Carlos Menem’s ten-year Argentine presidency from 1989 to 1999 also had a strongly neoliberal approach to the state, cutting back significantly on public spending, removing government ministries, and privatizing key industries. The economic shock that followed in 2001 was popularly attributed to his policies and brought about a political realignment.

The administrations of Collor and Menem were also plagued by corruption scandals of their own. In the case of Collor, they became becoming synonymous with his government. This may go to show how shallow the anti-corruption narrative often proves to be.

Figures like Milei and Bolsonaro now oppose the supposedly too powerful states that Argentine and Brazilian governments built up during the 2000s. With the rise of the international alt-right and the polarization of politics since the time of Collor and Menem, this neoliberal rhetoric contains a much more nationalistic and ethnoreligious admixture than before. At one and the same time, the nation is held up as the highest standard while the state is reviled.

Uncertain Prospects

Milei will take office on December 10. For all the radicalism of his rhetoric, he has already tempered his approach on many issues. Initially hostile towards having Brazil’s president Lula attend the inauguration, he has now changed his public stance and is encouraging the head of state of Argentina’s largest trading partner to be present.

Milei has also started referring in more cordial tones to other world leaders whom he previously insulted as “imbeciles” (Pope Francis) or “communists” (Joe Biden). It seems evident that winning on the campaign trail and governing a nation will prove to be vastly different experiences, just as was the case with Bolsonaro.

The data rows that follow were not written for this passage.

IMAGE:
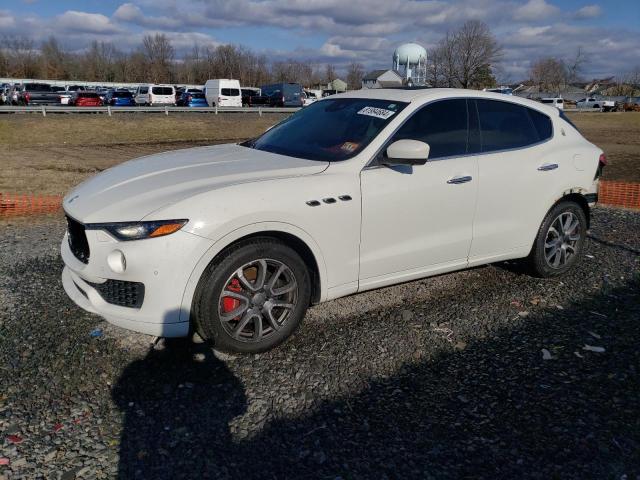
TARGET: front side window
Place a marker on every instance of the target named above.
(443, 125)
(505, 125)
(542, 124)
(330, 130)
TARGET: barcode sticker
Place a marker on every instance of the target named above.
(382, 113)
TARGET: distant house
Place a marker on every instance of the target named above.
(337, 85)
(382, 79)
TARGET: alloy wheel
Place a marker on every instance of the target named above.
(561, 242)
(257, 300)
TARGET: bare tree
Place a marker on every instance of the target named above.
(53, 60)
(474, 50)
(159, 55)
(22, 57)
(550, 74)
(574, 68)
(330, 73)
(354, 76)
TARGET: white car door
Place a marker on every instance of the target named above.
(520, 171)
(418, 220)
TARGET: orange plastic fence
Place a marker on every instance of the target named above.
(13, 205)
(620, 194)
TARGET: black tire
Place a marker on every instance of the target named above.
(208, 298)
(538, 263)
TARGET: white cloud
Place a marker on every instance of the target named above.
(75, 21)
(589, 11)
(535, 10)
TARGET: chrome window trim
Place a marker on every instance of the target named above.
(370, 165)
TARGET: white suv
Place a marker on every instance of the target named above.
(355, 192)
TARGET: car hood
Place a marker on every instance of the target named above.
(133, 190)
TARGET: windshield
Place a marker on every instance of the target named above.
(162, 91)
(331, 130)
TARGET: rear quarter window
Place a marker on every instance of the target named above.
(542, 124)
(505, 125)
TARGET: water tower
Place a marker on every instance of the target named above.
(410, 60)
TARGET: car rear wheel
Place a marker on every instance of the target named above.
(560, 240)
(253, 297)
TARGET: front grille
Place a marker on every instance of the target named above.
(77, 240)
(120, 292)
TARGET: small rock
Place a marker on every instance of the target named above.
(591, 348)
(407, 315)
(546, 355)
(460, 345)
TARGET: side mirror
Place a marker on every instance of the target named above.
(407, 152)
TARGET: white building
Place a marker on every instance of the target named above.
(382, 79)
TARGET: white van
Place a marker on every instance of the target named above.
(554, 101)
(155, 95)
(223, 92)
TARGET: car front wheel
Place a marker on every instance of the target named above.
(560, 240)
(253, 297)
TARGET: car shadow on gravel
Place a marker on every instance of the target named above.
(496, 409)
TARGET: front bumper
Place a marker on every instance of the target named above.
(163, 265)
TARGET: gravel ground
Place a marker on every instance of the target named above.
(486, 373)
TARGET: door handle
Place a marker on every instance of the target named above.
(548, 166)
(456, 180)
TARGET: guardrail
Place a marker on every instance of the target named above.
(109, 110)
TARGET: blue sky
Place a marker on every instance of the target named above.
(341, 32)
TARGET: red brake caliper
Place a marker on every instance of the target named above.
(229, 303)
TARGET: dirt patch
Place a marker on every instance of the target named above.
(618, 134)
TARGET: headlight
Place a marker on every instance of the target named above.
(139, 230)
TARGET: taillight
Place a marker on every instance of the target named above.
(602, 162)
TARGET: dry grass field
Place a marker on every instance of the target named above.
(50, 155)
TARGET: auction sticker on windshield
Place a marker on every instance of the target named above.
(382, 113)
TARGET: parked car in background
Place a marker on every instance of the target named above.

Milei has to contend with another major problem as well: the lack of political support within Argentina’s congress. When his Brazilian counterpart won the presidency in 2018, he was accompanied by a record number of far-right politicians who backed his agenda.

Even so, Bolsonaro could not gather the necessary legislative support and resorted to a form of improvised semi-parliamentarism, bestowing wide discretion and authority upon congress if the majority of its members supported his measures. Milei is starting off with less support from members of Argentina’s national assembly, and it remains to be seen whether this political outsider will manage to implement any of his promises.